Coronavirus: Hands on with NHS Covid-19 contact-tracing app


For an app with so much riding on it, NHS Covid-19 is at first sight very simple and extraordinarily unexciting.

At this stage it is only available to NHS and council workers on the Isle of Wight.

On Thursday, other residents of the island will get a leaflet containing a link that will trigger a download.

And eventually anyone will be able to download it directly from the UK versions of Apple's App Store and the Google Play Store.

I have been given special early access.

When you install it, you are asked to enter the first four characters of your postcode. Then you are asked to set up app permissions.

First you have to allow the app to use Bluetooth Low Energy to determine when it is near another phone using the app, keeping Bluetooth on at all times. Next you approve push notifications, so that the app can alert you if you have been near someone with symptoms of the virus.

Finally, you end up on a very simple home screen. It offers the current advice on stopping the spread of the virus and asks a question: "How are you feeling today?"

There is a menu option: "I feel unwell - I have a high temperature or continuous cough and want to know what to do next."

If you choose this, you are asked whether you have a high temperature or a continuous cough. If you answer yes to either question, you are asked when the symptoms started.

At the moment, if you are not on the Isle of Wight, you can submit this information but nothing more happens.
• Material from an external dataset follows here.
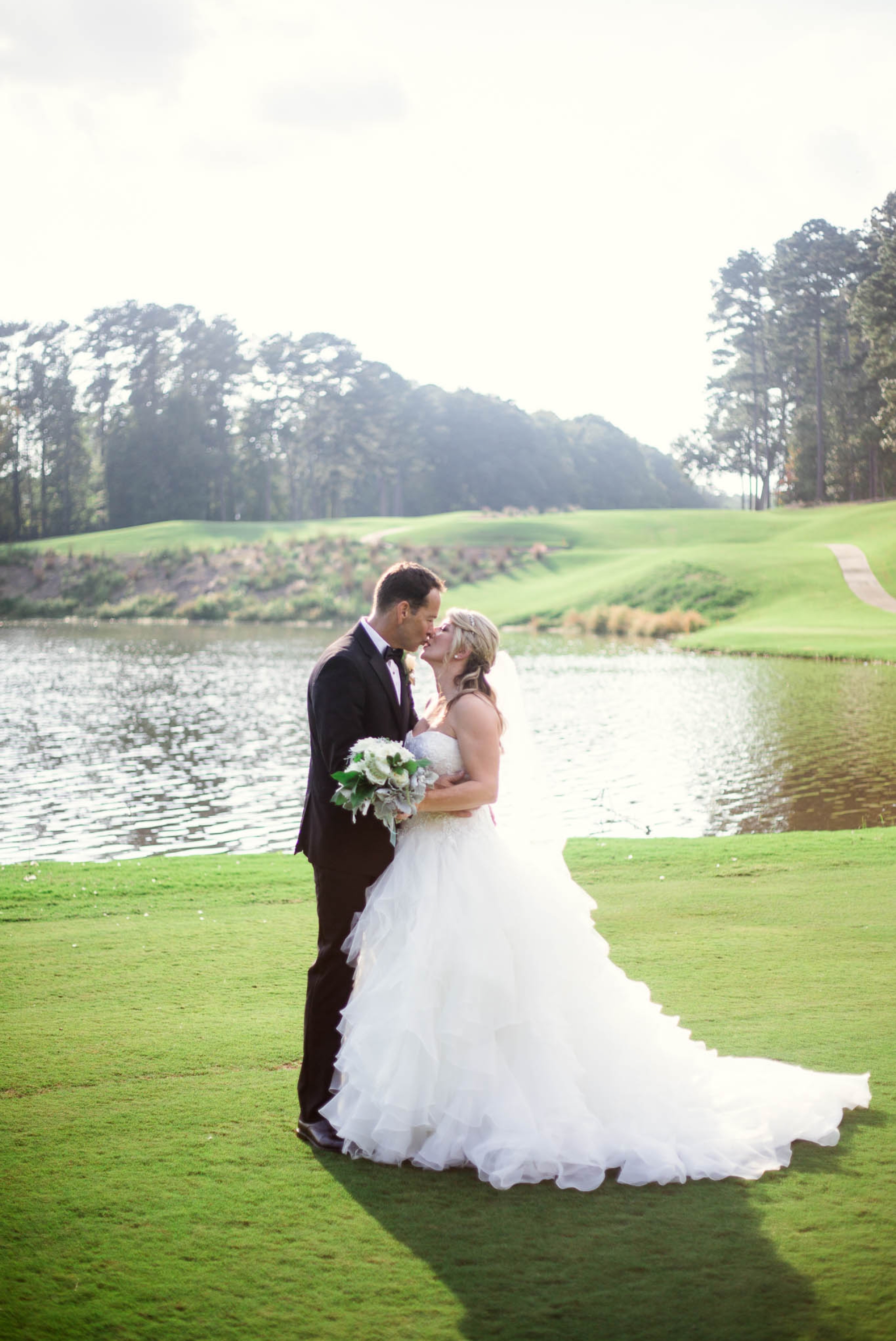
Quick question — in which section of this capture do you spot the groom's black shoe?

But if you are on the island, you are told to self-isolate and to call an 0800 number to have a swab test delivered to your home.

It also triggers alerts to those people with the app whose phones have been in contact with yours in recent days.

At first these will be fairly cautious messages about observing social distancing. But if a test comes back positive contacts will be told to self-isolate.

Most of the time, however, there will be hardly any reason to interact with the app at all.

Some technical experts have said the NHS app will not work properly on an iPhone unless it is kept open and running in the foreground.

The team behind it insist that is not the case - although that is impossible for me to verify.